Republicans, ruling out the corporate tax increases Biden originally sought to pay for infrastructure investment, had pushed to either increase the nation’s 18.4 cents-per-gallon gas tax or tie it to inflation in the future. They had also pushed for user fees for owners of electric vehicles. Neither made it into the final proposal, which still has a long way to travel before it becomes law.
“We’ve all agreed that none of us got what we all would’ve wanted — I clearly didn’t get all I wanted,” Biden said to reporters outside the White House, flanked by 10 of the 21 senators who have signed on to the bipartisan deal.
Details on the final agreement remain sketchy beyond a White House-issued list of how the negotiators propose to dole out the $579 billion in new spending. There is a list of ways the bipartisan group of Senators proposes paying for the plan, but without details or dollar amounts attached. Some members of Congress on Thursday still seemed unsure of what exactly was in the proposal.
“We haven’t written this down yet, and in terms of legislation, there’s going to be a lot that happens down the road,” said Sen. Mitt Romney (R-Utah), one of the negotiators, admitting details still needed to be worked out.
But one of the pay-for provisions should set off alarm bells among some Democrats: “Public-private partnerships, private activity bonds, direct pay bonds and asset recycling for infrastructure investment.”
These deals, broadly referred to as public-private partnerships, are typically long-term leases or sales of public infrastructure — say a road or a port — to a private company. The government uses the revenue from the lease to build new infrastructure, while the private company gets the right to charges tolls or fees to the public for use of the old infrastructure.
And that, almost inevitably, means people up and down the income scale — including those making less than $400,000 — could have to pay more to use some essential infrastructure.

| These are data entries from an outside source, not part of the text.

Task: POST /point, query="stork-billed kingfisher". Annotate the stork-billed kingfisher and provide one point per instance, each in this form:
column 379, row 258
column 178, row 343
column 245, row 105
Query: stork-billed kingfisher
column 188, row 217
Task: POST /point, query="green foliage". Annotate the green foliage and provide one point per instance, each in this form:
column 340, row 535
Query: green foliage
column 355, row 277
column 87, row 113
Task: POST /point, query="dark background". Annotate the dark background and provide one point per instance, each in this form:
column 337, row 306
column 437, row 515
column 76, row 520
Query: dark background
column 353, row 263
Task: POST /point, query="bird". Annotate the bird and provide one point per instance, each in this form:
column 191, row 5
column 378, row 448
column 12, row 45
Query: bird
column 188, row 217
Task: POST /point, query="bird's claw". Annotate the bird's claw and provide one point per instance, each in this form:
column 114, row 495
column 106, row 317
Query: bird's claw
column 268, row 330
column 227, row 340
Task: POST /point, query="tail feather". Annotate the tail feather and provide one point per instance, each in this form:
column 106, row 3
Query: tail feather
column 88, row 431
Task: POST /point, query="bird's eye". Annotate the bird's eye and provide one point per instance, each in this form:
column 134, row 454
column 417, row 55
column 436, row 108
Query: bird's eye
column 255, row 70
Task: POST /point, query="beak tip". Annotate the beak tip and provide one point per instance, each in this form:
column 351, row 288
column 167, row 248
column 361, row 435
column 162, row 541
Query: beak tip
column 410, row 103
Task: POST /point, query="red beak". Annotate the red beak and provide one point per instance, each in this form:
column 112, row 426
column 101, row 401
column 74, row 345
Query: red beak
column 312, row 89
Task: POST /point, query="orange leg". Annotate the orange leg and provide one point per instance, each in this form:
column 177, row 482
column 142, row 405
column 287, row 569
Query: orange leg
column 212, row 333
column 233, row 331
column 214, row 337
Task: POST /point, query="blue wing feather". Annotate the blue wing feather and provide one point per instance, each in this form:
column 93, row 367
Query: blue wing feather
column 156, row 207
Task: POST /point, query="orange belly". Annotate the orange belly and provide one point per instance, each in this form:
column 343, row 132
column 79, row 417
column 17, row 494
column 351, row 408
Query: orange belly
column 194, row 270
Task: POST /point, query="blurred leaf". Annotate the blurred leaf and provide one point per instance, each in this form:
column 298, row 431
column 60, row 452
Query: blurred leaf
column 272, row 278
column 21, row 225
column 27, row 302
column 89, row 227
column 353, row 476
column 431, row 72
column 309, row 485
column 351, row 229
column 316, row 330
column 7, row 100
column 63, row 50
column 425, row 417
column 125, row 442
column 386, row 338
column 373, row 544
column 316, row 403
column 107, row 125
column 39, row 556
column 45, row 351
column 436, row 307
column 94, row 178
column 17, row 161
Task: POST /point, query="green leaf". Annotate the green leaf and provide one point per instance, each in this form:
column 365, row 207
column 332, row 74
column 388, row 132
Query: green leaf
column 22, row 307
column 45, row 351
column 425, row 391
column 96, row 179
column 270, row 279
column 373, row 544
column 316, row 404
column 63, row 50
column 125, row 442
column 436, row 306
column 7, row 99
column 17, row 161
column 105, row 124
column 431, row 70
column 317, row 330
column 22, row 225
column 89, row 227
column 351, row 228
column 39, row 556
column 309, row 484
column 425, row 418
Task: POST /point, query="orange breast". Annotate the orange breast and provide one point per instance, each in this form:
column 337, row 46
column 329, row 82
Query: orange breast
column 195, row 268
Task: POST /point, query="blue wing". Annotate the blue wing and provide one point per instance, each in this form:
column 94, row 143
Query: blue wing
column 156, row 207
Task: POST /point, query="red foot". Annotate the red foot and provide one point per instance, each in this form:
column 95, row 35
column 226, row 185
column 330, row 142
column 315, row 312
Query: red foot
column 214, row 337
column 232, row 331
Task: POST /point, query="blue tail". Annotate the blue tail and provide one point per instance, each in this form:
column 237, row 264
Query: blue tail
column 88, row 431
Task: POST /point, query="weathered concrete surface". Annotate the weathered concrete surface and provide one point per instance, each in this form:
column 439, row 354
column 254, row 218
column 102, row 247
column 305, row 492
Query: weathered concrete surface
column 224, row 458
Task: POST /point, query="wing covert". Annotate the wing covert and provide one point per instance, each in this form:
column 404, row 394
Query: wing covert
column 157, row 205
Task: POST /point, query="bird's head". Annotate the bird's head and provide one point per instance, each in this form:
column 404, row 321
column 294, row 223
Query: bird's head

“There’s only one way to pay that money back,” said Donald Cohen, the executive director of In The Public Interest, a nonprofit research group that has warned of the risks of public-private partnerships. “We’ll pay more in taxes, tolls and fees.”
In the past, Democrats have opposed such proposals, labeling them as giveaways to Wall Street and foreign investors that leave Americans holding the bag.
Vermont Sen. Bernie Sanders, an Independent who caucuses with Democrats and chairs the Senate Budget Committee, said Sunday on NBC’s “Meet The Press” that he would struggle to back a deal that turned infrastructure over to private entities.
“One of the concerns that I do have about the bipartisan bill is how they are going to pay for their proposals, and they’re not clear yet,” Sanders said. “Privatization of infrastructure, those are proposals that I would not support.”
The nightmare example of how a public-private partnership can turn sour is in Chicago, where former Mayor Richard Daley sold off the rights to the city’s parking meters and other assets in the late 2000s. The price for a parking space skyrocketed to more than $6 an hour in some parts of the city, and meters were routinely broken or overcharged motorists.
As of August 2020, the consortium of private investors who now own the meters had already extracted more than $1.6 billion from their initial investment of $1.16 billion, according to the Chicago Sun-Times. They have the right to collect parking meter revenue for another 60 years.
Other public-private partnerships in the United States have also gone badly, including toll-road partnerships in Texas, Alabama, Indiana and California that have all gone bankrupt over the past decade.
There are other concerns: Rural Democrats have feared private investors are less likely to back projects outside of major metropolitan areas. Cohen notes the long length of most infrastructure leases limits the options for cities and states over the course of decades.
Former President Donald Trump’s administration aggressively pushed public-private partnerships as part of its failed pitch for “infrastructure week,” and Democrats were supremely dismissive at the time.
“The president’s plan is a recipe for Trump tolls from one end of America to the other,” New York Sen. Chuck Schumer (D), now Senate majority leader, said of Trump’s plans in 2017. “That’s not what the American people are crying out for. They don’t want more tolls. They want us to rebuild our crumbling water systems, bridges and schools — not finance new toll roads.”
But today, it’s unclear if Democrats will react to Biden’s plan with the same vociferousness, especially since it is closely linked to the outcome of their broader agenda.
Arthur Delaney contributed reporting.